There has been a media blitz lately by the oil industry saying that ethanol demand has been unaffected by the Environmental Protection Agency's (EPA) rampant grants of Renewable Fuel Standard (RFS) exemptions to small refineries. Recently, even some in the agriculture community have bought into these claims. Don't be fooled. Under former EPA Administrator Scott Pruitt, 19 small refinery exemptions were granted retroactively for the 2016 compliance year, and 29 were doled out for 2017, compared to seven or eight in each of the three previous years. The EPA reinstated RFS credits known as renewable identification numbers (RINs) to these refiners, which they can use for compliance rather than blending physical biofuels. As shown in a new analysis by the RFA, these large-scale exemptions have impacted both components of ethanol demand: quantity and price. The impact on quantity is reflected in the ethanol "blend rate," the average inclusion level of ethanol in the nation's gasoline supply. The blend rate exceeded 10% in all but three months in 2017, and it hit a record 10.8% in January 2018. However, it slumped starting in February 2018, as exempted refiners were flush with reinstated RINs, and as rumors and press reports regarding the exemptions made their way into the market. The blend rate fell to 9.8% in February, ticked down to 9.7% in March and receded further 9.5% in April. Between February and June, the blend rate exceeded 10% in only one month.
Monthly Ethanol Blend Rate in Gasoline
Sources: Energy Information Administration (Data), Renewable Fuels Association (Analysis)Additionally, as alluded to above, small refinery exemptions have impacted ethanol prices along with ethanol consumption. The RFA conducted a basic regression analysis to determine the effect on prices. The results showed that ethanol prices were 8 cents/gallon lower than they otherwise would have been in February, and that the impact grew to 34 cents/gallon by June and stayed at that level throughout the summer. Every gallon produced and sold by the U.S. ethanol industry has been priced lower than would have been the case in the absence of the exemptions. There were 9.4 billion gallons of ethanol produced between February and August (the latest month for which comprehensive supply/demand data are available). By multiplying production by the price impact in each month, it can be determined that the industry's revenues were reduced by $2.3 billion during that time period. Moreover, the impact on the ethanol industry continues. Largely as a result of the exemptions, the EPA has estimated that RIN inventories at the end of 2018, which will be available to meet 2019 RFS obligations, will swell to 3.06 billion.

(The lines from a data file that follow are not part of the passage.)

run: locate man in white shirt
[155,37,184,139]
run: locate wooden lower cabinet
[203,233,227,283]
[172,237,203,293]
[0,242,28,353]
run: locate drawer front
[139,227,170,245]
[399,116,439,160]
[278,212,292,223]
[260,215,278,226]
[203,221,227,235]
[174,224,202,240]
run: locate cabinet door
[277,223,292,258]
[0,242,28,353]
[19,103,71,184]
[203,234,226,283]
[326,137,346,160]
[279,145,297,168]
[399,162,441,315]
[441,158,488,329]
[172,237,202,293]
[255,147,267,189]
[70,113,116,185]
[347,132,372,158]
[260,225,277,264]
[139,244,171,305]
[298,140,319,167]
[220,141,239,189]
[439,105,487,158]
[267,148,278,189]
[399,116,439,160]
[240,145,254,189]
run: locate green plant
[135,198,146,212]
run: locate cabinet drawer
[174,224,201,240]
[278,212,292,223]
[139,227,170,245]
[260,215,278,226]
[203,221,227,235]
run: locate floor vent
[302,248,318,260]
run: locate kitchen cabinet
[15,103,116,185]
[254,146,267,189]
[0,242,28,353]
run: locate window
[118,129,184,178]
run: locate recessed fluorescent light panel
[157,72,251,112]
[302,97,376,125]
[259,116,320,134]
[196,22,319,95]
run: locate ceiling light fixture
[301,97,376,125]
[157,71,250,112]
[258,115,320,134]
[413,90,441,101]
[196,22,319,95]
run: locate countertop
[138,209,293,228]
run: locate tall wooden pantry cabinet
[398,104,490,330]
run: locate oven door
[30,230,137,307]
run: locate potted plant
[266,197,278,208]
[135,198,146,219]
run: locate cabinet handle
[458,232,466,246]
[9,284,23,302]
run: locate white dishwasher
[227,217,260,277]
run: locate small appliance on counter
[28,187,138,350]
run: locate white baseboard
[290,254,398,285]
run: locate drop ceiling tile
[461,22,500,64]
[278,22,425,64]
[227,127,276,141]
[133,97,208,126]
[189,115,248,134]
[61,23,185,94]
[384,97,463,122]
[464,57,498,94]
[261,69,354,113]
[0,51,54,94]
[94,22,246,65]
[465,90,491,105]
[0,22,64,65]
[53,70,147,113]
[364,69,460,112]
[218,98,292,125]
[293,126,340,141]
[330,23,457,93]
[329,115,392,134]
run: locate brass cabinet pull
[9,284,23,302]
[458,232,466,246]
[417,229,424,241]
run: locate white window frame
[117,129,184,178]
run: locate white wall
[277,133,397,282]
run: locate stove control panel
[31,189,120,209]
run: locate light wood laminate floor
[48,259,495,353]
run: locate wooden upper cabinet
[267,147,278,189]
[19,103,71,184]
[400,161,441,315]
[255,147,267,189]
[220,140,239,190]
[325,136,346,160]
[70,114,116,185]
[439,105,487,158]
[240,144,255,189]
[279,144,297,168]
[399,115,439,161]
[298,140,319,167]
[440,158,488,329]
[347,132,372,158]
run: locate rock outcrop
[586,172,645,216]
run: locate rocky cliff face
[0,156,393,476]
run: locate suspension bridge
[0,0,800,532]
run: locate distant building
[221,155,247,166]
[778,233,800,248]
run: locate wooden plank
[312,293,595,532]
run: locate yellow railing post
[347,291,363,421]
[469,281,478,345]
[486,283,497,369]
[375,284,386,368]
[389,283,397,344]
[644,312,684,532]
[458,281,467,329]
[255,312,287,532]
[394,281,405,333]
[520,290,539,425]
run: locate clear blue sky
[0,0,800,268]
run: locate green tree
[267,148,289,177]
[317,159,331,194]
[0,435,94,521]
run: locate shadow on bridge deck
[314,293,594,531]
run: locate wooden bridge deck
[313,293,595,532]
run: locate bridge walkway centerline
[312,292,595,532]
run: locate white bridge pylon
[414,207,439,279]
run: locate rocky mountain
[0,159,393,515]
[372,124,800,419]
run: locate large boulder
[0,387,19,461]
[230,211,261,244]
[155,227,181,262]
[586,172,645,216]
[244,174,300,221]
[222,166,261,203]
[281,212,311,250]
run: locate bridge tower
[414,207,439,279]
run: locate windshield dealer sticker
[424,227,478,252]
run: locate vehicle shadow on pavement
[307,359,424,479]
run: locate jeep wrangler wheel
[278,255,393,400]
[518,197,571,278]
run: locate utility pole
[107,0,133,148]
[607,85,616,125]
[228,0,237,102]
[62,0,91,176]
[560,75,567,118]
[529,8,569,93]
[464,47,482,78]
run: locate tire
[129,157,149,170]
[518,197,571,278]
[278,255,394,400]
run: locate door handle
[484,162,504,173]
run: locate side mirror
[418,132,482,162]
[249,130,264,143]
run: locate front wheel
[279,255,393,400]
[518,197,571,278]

This is an increase of 840 million RINs (nearly 40%) from the agency's estimate of inventories carried over into 2018. To the extent that refineries have "kept their powder dry" by using ethanol and other biofuels in recent months, they will be able to use their RIN inventories for compliance when expedient in the future. In summary, small refinery exemptions have had a marked effect on ethanol consumption and a massive impact on industry revenues. Don't be fooled by commentary and social-media posts that fail to show the full picture.